Funding for this trial was provided by Oncternal Therapeutics, California Institute for Regenerative Medicine, UC San Diego Alpha Stem Cell Clinic and Sanford Stem Cell Clinical Center, UC San Diego Moores Cancer Center, Padres Pedal the Cause Grant, and Gonick Breast Cancer Research Funds.

"The early activity signals for cirmtuzumab in combination with paclitaxel for patients with breast cancer seen in this study are encouraging. We believe these data, taken together with the previously updated clinical data in chronic lymphocytic leukemia (CLL) and mantle cell lymphoma (MCL) from the CIRLL study presented at the annual ASH (Free ASH Whitepaper) meeting, reinforce the encouraging safety data and provide evidence of clinical activity of cirmtuzumab and its potential for the treatment of patients with breast cancer and other ROR1-expressing solid tumors and hematological malignancies," said James Breitmeyer, M.D., Ph.D., Oncternal’s President and CEO.

About the Clinical Trial

This clinical trial is an investigator-sponsored Phase 1b Pilot Clinical Trial of Cirmtuzumab, an Anti-ROR1 Monoclonal Antibody, in Combination with Paclitaxel for the Treatment of Patients with Metastatic, or Locally Advanced, Unresectable Breast Cancer. The objectives of the trial include the evaluation of safety, tolerability, pharmacokinetics, and clinical activity. Eligible patients are those with locally-advanced, unresectable or metastatic HER2-negative breast cancer who had not received paclitaxel in the metastatic setting. Study treatment included a fixed dose of 600 mg cirmtuzumab given on days 1 and 15 of cycle 1, and then on day 1 of each subsequent 28-day cycle. Paclitaxel was given weekly at a dose of 80 mg/m2. Additional information about the clinical trial may be accessed at ClinicalTrials.gov (NCT02776917).

About Cirmtuzumab

Cirmtuzumab is an investigational, potentially first-in-class monoclonal antibody targeting ROR1, or Receptor tyrosine kinase-like Orphan Receptor 1. Cirmtuzumab is currently being evaluated in a Phase 1/2 clinical trial in combination with ibrutinib for the treatment of CLL or MCL, in a collaboration with the UC San Diego School of Medicine and the California Institute for Regenerative Medicine (CIRM). In addition, an investigator-initiated Phase 1 clinical trial of cirmtuzumab in combination with paclitaxel for women with metastatic breast cancer is being conducted at the UC San Diego School of Medicine. CIRM has also provided funding to support development programs for cirmtuzumab and a CAR-T therapy that targets ROR1, which is currently in preclinical development as a potential treatment for hematologic cancers and solid tumors.
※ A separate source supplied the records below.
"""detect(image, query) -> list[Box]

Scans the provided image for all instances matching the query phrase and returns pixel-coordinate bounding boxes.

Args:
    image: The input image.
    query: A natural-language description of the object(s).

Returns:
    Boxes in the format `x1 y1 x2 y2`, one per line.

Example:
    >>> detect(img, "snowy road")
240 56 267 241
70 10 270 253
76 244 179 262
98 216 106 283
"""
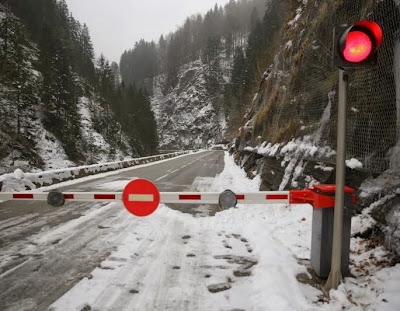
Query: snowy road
0 152 400 311
0 151 224 310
ROR1 is a potentially attractive target for cancer therapy because it is an oncofetal antigen – a protein that confers a survival and fitness advantage when reactivated and expressed by tumor cells. When expressed by hematologic malignancies such as CLL and MCL, ROR1 acts as a receptor for the tumor growth factor Wnt5a. Researchers at the UC San Diego School of Medicine discovered that targeting a critical epitope on ROR1 was key to inhibiting Wnt5a activation, specifically targeting ROR1 expressing tumors. This led to the development of cirmtuzumab that binds this critical epitope of ROR1, which is highly expressed on many different cancers but not on normal tissues. Preclinical data showed that when cirmtuzumab bound to ROR1, it blocked Wnt5a signaling, inhibited tumor cell proliferation, migration and survival, and induced differentiation of the tumor cells. Cirmtuzumab is in clinical development and has not been approved by the U.S. Food and Drug Administration for any indication.